A pesar de que el flujo migratorio por el Tapón del Darién ha disminuido considerablemente, en Necoclí, Antioquia, aún hay cerca de 300 personas migrantes que no han logrado definir su situación. La mayoría de ellas permanece en el municipio sin decidir si continuar su ruta hacia Centroamérica o regresar a sus países de origen.
El Gobierno nacional, a través del Ministerio de la Igualdad, se había comprometido a habilitar un espacio para la atención de esta población. Sin embargo, la Alcaldía de Necoclí asegura que, hasta el momento, no ha habido avances significativos en la construcción de ese lugar, el cual consideran fundamental para brindar asistencia humanitaria.
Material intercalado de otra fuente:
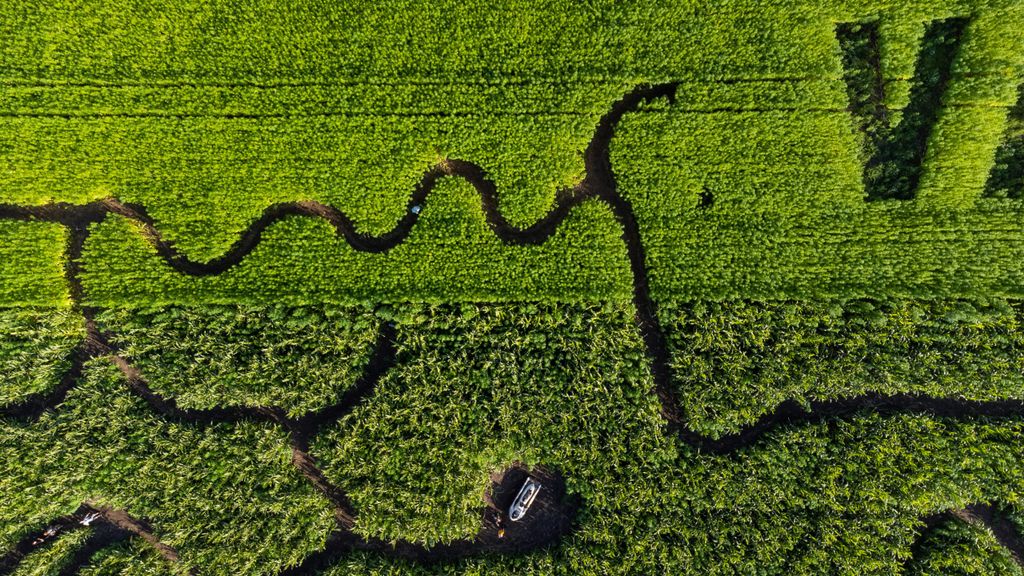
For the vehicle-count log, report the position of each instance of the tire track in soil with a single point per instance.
(108, 527)
(599, 183)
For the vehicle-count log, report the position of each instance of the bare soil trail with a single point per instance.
(599, 184)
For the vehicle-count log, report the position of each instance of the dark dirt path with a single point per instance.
(107, 526)
(599, 184)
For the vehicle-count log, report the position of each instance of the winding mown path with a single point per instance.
(599, 184)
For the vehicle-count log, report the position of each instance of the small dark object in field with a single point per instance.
(523, 499)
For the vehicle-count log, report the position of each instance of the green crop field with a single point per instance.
(307, 287)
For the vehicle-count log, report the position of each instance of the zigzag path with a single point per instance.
(556, 510)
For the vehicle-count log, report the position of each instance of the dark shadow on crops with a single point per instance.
(895, 154)
(598, 184)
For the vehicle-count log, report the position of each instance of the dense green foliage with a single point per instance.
(35, 350)
(451, 250)
(226, 496)
(773, 278)
(297, 359)
(207, 141)
(735, 361)
(958, 548)
(1008, 174)
(32, 256)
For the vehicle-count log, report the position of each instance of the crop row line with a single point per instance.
(599, 183)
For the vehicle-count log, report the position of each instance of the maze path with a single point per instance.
(599, 184)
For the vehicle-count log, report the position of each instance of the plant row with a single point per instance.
(735, 361)
(476, 388)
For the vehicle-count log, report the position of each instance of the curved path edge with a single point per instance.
(599, 183)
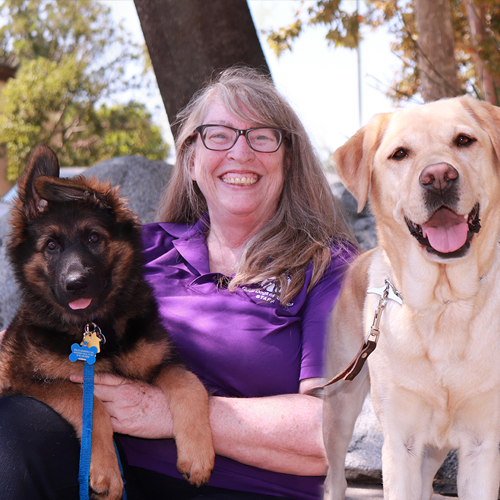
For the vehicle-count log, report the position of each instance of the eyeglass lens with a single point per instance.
(220, 138)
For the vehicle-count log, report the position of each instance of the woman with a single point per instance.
(246, 269)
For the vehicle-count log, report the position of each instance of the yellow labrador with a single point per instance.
(433, 177)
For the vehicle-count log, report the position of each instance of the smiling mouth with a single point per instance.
(240, 181)
(447, 234)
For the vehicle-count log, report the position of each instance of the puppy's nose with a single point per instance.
(438, 177)
(76, 282)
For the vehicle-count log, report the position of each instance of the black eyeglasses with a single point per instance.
(223, 138)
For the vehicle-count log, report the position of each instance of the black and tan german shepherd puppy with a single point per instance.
(76, 253)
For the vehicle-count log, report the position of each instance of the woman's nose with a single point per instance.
(241, 150)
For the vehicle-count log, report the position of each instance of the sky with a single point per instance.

“La promesa de crear ese centro no se ha cumplido y seguimos a la espera. Hemos buscado alternativas para gestionar un espacio adecuado, pero requerimos el apoyo del Ministerio para poder avanzar”, explicó Johann Wachter, secretario de Gobierno del municipio.
El cambio en las políticas migratorias tras el regreso de Donald Trump a la presidencia de Estados Unidos ha impactado de manera directa la movilidad por la región. De acuerdo con las autoridades panameñas, apenas 109 personas cruzaron la selva del Darién en el último mes, lo que representa una disminución drástica frente a los números de años anteriores.
Aunque el tránsito ha bajado, la necesidad de atención no desaparece. Las personas que siguen en Necoclí requieren servicios básicos y acompañamiento institucional mientras toman una decisión sobre su futuro. Desde la administración municipal insisten en que se mantenga el compromiso del Gobierno para responder a esta situación humanitaria.